The stitch is important, not just because of its effect on the 'front' page, but because of its effect on the reverse.  The reverse has only the bleed from the front, which clearly is not as strong, so the stitch is important in delineating what's going on in the image.  Here's an image showing you how that worked out...I think it's at least as interesting as the reverse, if not more so, in some ways.



I wanted to add some stitches above the main motif, and added crosses to the yellow area which I seem to be reading as the sky.  Another of the rules we're taught right at the beginning, is that all stitches have to be even and similar.  Fortunately, however, this is art, and I can use the skills I learned then, to subvert the tradition. 

And that's as far as I've got.  Time for a rest. 




Wednesday, September 05, 2018

Playing About...

...with the watercolour crayons again.  For quite a while, I've been wondering why my paintings are so unlike my textiles, notably, these garden paintings such as 'Summer Garden', which hangs in my living room.  I have made several garden quilts; a series called 'Dawn In The Healer's Garden', which, astonishingly to me, don't appear on this blog, except in this little glimpse... from which you can see that the quilts appear to be significantly more structured than this painting, although, interestingly, the intention behind both approaches was the same.  I wanted to suggest a series of random glimpses of colour and movement that is possible in a garden, particularly a cottage garden, where flowers are grown en masse, and wave in the wind. 

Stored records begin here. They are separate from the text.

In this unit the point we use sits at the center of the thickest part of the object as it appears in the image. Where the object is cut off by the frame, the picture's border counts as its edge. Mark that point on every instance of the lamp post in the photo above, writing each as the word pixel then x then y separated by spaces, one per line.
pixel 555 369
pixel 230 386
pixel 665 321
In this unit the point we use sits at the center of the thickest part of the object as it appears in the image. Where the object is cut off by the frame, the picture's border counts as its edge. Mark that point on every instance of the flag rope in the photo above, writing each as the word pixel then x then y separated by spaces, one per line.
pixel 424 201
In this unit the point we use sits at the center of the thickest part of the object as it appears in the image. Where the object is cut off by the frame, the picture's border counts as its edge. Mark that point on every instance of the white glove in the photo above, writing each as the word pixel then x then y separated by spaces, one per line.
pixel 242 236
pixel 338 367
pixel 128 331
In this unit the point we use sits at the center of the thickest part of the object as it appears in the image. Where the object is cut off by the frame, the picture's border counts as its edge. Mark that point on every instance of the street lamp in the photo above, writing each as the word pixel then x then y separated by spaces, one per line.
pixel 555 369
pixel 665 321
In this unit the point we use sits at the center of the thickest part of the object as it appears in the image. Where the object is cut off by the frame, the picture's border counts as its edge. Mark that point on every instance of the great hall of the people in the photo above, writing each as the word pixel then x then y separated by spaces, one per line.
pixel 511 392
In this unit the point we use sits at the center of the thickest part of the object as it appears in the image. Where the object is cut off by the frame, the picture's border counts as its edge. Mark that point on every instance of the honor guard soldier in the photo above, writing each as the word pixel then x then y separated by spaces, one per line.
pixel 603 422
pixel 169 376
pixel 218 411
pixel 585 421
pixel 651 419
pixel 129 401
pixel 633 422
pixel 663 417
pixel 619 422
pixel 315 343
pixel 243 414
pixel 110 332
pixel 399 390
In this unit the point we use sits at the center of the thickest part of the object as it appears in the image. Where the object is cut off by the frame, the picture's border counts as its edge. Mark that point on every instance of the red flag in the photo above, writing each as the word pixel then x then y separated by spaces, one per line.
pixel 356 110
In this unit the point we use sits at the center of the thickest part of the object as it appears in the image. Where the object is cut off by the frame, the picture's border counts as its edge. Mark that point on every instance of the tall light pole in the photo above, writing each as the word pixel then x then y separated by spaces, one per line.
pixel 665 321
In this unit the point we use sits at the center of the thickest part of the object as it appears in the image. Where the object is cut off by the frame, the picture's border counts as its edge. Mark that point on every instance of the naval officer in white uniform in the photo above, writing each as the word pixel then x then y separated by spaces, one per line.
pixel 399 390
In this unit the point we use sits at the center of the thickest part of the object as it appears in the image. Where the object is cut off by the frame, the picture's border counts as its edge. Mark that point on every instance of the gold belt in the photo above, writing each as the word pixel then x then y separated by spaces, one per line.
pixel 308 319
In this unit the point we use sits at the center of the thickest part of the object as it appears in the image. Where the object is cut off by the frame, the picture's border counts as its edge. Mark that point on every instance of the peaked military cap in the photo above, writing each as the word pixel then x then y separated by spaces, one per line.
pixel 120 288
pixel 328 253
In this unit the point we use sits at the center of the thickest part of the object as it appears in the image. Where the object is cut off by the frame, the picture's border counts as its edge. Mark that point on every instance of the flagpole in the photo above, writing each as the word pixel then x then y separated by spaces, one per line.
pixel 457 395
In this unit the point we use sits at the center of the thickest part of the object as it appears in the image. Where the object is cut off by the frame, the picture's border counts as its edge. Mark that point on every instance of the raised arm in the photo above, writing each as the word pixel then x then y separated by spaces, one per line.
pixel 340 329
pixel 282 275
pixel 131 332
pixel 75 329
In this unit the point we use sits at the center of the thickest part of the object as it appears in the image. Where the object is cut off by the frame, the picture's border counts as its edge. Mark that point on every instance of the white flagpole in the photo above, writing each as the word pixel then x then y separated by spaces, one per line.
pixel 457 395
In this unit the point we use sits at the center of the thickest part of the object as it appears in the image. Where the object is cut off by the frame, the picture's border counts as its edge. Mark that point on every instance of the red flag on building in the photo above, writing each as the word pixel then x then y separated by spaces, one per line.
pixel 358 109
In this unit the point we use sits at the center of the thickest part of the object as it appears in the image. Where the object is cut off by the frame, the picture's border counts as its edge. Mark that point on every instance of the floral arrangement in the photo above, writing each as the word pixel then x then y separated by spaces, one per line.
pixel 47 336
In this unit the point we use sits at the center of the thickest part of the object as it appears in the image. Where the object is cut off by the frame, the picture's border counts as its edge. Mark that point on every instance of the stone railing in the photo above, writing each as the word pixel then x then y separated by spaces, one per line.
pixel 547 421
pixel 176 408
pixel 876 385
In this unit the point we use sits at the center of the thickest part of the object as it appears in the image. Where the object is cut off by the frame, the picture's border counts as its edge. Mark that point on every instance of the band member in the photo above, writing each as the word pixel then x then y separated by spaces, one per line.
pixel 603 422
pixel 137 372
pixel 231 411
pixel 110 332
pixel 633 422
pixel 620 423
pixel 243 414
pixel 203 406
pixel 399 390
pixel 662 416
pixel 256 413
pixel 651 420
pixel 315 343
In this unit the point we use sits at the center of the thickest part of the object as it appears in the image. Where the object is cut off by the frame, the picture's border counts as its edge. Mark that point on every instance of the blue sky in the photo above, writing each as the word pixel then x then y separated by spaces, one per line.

I went out for half an hour yesterday, which has left me too damn tired to do anything with textiles, but the crayons and a sketchbook were to hand, so I thought I'd play with them, to replicate this sort of look.  Only to discover that it wasn't really possible...or not in the way I was working...


I think the problem is the type of mark it's possible to make with crayons.  They're not as easy to manipulate as paint, or maybe I'm just too lazy, or too tired, to make the kind of small mark that I was aiming for.  This drawing makes me think, not of a garden, but of a distant forest in autumn... or it did, until I applied water, and then it all went to hell in a handcart.  I had expected a bit of muddying of the clear colours that the crayons give, but what I wasn't expecting was the brush to moult.  Substantially. Which you can't see in the image below, but trust me, there's lots of the little blighters.  Growl.  I suspect I would have got the result I wanted, had I been able to spray the paint with water, rather than using a brush....but we'll never know.


You've heard me say that 'nothings succeeds as planned' frequently throughout the life of this blog.  I can actually see some potential for further work, though... not done in this way, though.  It's possible to make monoprints using watercolour crayons; in truth, that's why I bought them in the first place, it's just that I never actually tried it.  I can see that blocks of colour would be really interesting... possibly combined with a bit of collage.  So it's not all lost.  Play is never a waste of time; there's always something to learn.  Hurrah.